The pharmaceutical composition according to the present invention is administered in a pharmaceutically effective amount. In the present invention, "pharmaceutically effective amount" means an amount sufficient to treat a disease at a reasonable benefit / risk ratio applicable to medical treatment, and an effective dosage level is determined depending on the type of disease, severity, , Sensitivity to the drug, time of administration, route of administration and rate of release, duration of treatment, factors including co-administered drugs, and other factors well known in the medical arts.
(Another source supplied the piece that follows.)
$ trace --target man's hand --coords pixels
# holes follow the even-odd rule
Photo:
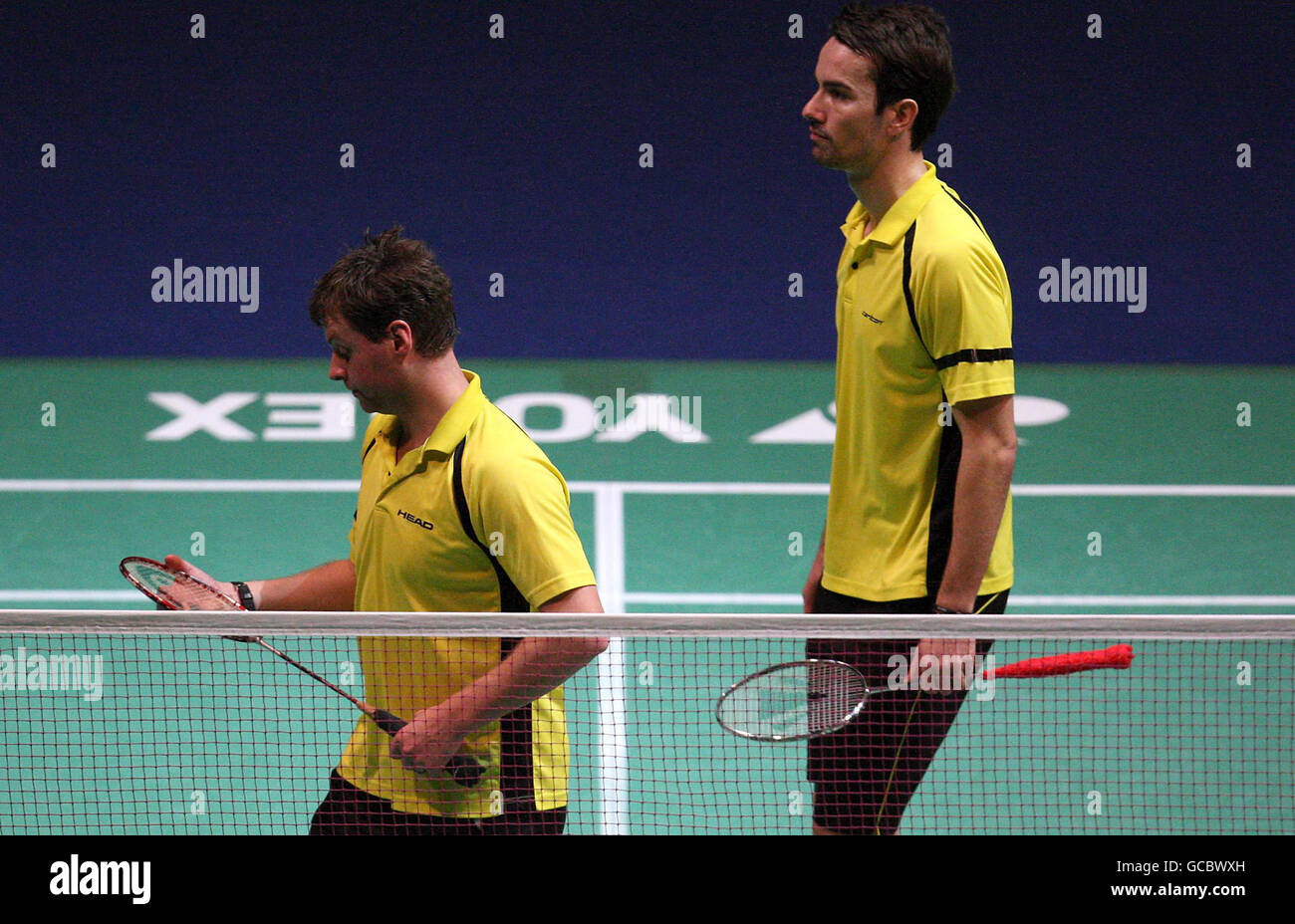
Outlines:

The pharmaceutical composition according to the present invention can be administered as an individual therapeutic agent or in combination with other therapeutic agents, and can be administered sequentially or simultaneously with conventional therapeutic agents, and can be administered singly or in multiple doses. It is important to take into account all of the above factors and to administer the amount in which the maximum effect can be obtained in a minimal amount without side effects, which can be easily determined by those skilled in the art.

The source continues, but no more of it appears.